Vaughan Jones

Personal information
- Full name: Vaughan Jones
- Date of birth: 8 September 1959 (age 67)
- Place of birth: Tonyrefail, Wales
- Height: 5 ft 8 in (1.73 m)
- Position: Defender

Senior career*
- Years: Team / Apps / (Gls)
- 1977–1982: Bristol Rovers / 101 / (3)
- 1982–1984: Newport County / 68 / (4)
- 1984–1985: Cardiff City / 11 / (0)
- 1984: → Bristol Rovers (loan)^{[A]}
- 1985–1993: Bristol Rovers^{[A]} / 280 / (9)
- 1993–1994: Inter Cardiff / 8 / (0)
- 1994–1995: Bath City / 11 / (0)

International career
- Wales U21 / 2 / (0)

= Vaughan Jones (footballer) =

Welsh footballer

Vaughan Jones (born 8 September 1959 in Tonyrefail) is a Welsh former professional footballer. Jones played his club football for Bristol Rovers, Cardiff City, Newport County, Inter Cardiff and Bath City before finishing his playing career at Cheltenham Town. He went on to be a youth coach at Bristol Rovers before becoming Assistant Manager at Bath City in November 2003, but a year later had left his job in mysterious circumstances.

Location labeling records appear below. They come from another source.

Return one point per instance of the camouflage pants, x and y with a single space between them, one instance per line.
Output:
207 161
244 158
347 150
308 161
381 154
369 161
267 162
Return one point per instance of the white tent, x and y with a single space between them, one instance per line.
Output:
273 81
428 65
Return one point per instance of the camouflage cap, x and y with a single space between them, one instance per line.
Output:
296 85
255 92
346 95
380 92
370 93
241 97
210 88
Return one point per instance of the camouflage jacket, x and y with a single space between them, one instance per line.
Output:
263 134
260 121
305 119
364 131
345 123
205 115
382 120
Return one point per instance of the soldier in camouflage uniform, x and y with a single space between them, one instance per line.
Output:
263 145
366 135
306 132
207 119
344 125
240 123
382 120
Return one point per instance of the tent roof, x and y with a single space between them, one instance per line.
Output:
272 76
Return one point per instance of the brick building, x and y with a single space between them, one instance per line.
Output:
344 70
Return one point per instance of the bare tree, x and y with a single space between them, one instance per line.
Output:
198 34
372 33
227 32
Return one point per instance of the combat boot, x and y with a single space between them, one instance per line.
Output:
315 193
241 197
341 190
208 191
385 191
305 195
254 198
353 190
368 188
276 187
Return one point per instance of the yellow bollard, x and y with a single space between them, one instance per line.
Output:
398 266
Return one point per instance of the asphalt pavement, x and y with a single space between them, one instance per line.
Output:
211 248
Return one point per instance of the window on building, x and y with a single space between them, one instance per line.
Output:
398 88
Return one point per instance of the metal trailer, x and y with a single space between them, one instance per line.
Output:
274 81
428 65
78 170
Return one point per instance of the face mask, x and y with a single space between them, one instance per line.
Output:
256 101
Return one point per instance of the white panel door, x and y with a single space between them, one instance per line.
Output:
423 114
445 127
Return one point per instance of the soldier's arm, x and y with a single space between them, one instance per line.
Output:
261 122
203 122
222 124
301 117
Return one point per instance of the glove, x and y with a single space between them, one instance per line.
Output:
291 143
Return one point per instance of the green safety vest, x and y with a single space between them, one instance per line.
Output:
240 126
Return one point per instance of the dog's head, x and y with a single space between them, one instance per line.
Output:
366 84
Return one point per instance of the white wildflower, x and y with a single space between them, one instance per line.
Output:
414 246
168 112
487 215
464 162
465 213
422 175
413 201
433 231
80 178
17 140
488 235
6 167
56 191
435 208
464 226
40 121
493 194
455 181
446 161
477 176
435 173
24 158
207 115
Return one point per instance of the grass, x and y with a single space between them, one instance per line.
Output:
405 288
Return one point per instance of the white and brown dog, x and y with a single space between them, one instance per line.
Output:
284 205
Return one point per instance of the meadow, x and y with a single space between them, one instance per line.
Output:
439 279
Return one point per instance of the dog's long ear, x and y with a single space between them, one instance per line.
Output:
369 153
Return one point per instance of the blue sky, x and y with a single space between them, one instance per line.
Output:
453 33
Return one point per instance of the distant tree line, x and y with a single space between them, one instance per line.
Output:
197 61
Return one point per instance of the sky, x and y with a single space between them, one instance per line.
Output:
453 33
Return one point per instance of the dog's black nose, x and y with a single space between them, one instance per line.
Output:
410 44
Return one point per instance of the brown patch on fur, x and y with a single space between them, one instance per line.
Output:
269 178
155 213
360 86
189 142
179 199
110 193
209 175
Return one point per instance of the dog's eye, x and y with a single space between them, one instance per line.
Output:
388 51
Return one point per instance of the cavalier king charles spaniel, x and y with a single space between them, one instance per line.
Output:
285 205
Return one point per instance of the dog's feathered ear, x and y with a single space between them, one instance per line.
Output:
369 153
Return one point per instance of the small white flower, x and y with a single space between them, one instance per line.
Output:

A Welsh youth international, he also attained two Under-21 caps for Wales.

==Honours==
Bristol Rovers
- Associate Members' Cup runner-up: 1989–90

==Notes==
A. The appearances and goals figures in the infobox for Jones's second permanent spell with Bristol Rovers cover both the loan period and the permanent contract, which Neil Brown fails to separate.